C’est donc vers 18 heures que notre avion atterrit à l’aéroport Oum Tounsi de Nktt. Nous fûmes transportés dans des bus, sous escorte de la police et répartis dans des hôtels de Nouakchott. J’ai été déposé, par hasard, à l’hôtel Ziwanya, non loin de l’hôtel Atlantique. Depuis, notre confinement s’est déroulé plus ou moins bien. En tout cas, contre mauvaise fortune, les confinés que nous sommes avons mis du bon cœur.

Notre confinement était censé se terminer le 29 mars à minuit.

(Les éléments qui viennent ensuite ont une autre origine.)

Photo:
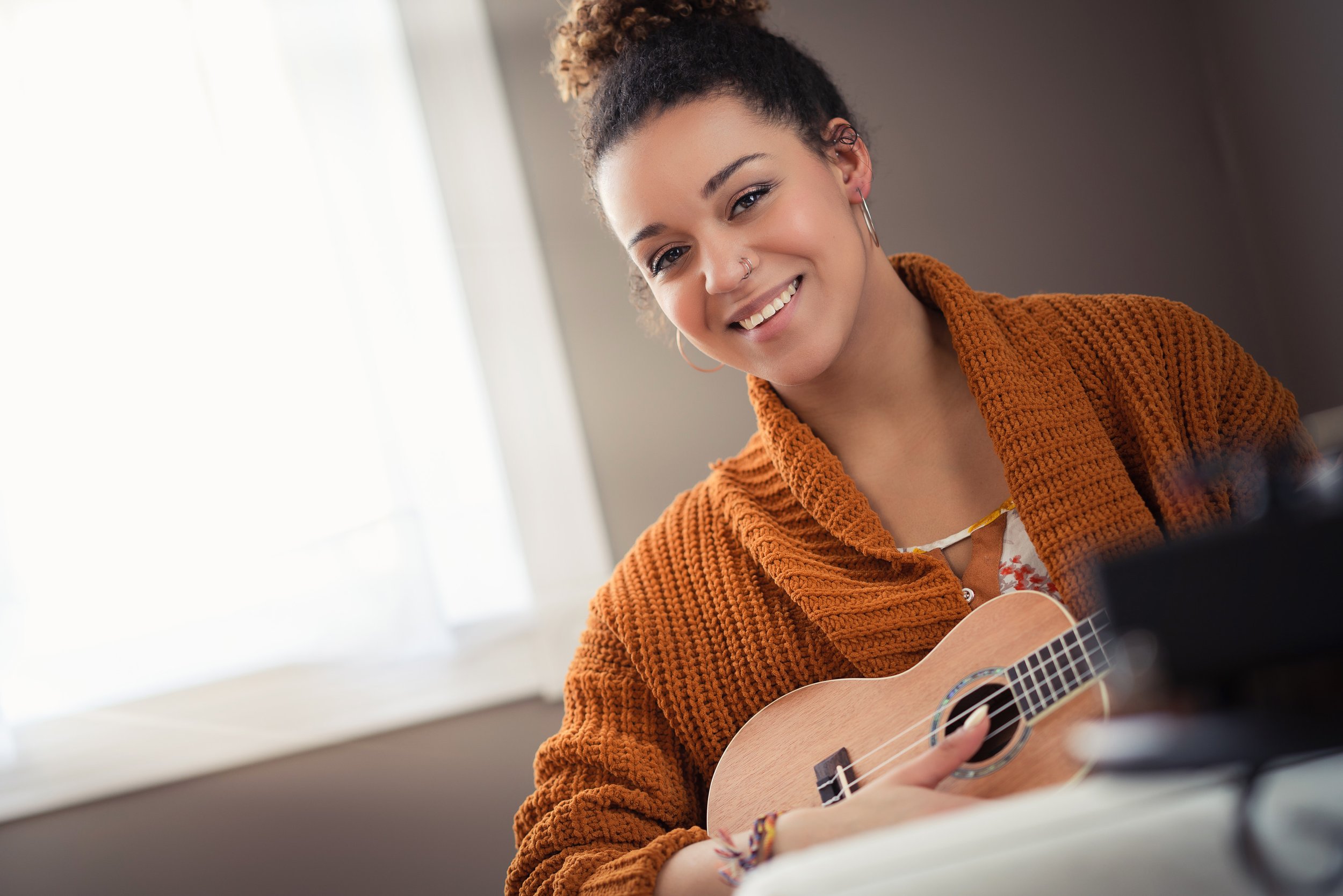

Le médecin qui nous rendait une visite quotidienne nous informa que nous allions pouvoir rentrer chez nous le lendemain matin. On nous fixa d’abord 10 h, puis 12h puis l’intervalle entre 12h 30 et 15h. Tous ces rendez-vous se sont avérés être des mensonges avérés. Lorsque nous nous agitâmes pour être fixés sur notre sort, on nous dit qu’un retard dans le déroulement des cérémonies (car il s’agissait d’opération de communication…)serait à l’origine de ce retard et que c’est seulement à 18h que la « commission » arrivera chez nous. On nous assura que la commission se chargera de déposer chacun de nous chez lui, pour nous éviter de contrevenir au couvre-feu.

Mais à 18h, nous nous rendîmes comptes de l’évidence : les autorités sanitaires et sécuritaires responsables de notre confinement étaient entrés dans une dynamique mensongère dont ne savions quand elle allait finir.

Nous sommes presque tous descendu à l’accueil de l’hôtel pour demander à être libérés et rentrer chez nous, pour observer comme tous les Mauritaniens, un confinement avec les nôtres. Contre toute attente, alors que nous attendions un interlocuteur, des explications, la porte d’entrée de l’hôtel nous fit fermée. La gendarmerie se pointa là, menaçante, nous intimant « l’ordre » de rentrer dans nos chambres. Ceux qui se laissèrent intimidés y allèrent, moi je refusais. Au moment où j’écris ce texte, je suis sous la menace d’une violence de la gendarmerie.

Dès lors, chers compatriotes, sachez que nous qui sommes isolés à l’hôtel Ziwanya, sommes depuis hier (29 mars 2020) et plus encore depuis ce matin 30 mars, non pas des confinés, mais bien des séquestrés, des prisonniers d’Etat. A ce titre, moi Ba Mamadou Kalidou, lance un appel à toutes les organisations de défense des droits humains, à tout Mauritanien épris de justice à voler à notre secours.

Oui, nous sommes maintenant retenus en dehors de toute raison valable contre notre volonté en violation flagrante de nos droits élémentaires de citoyen.

Mamadou Kalidou BA
, professeur à l’Université de Nouakchott.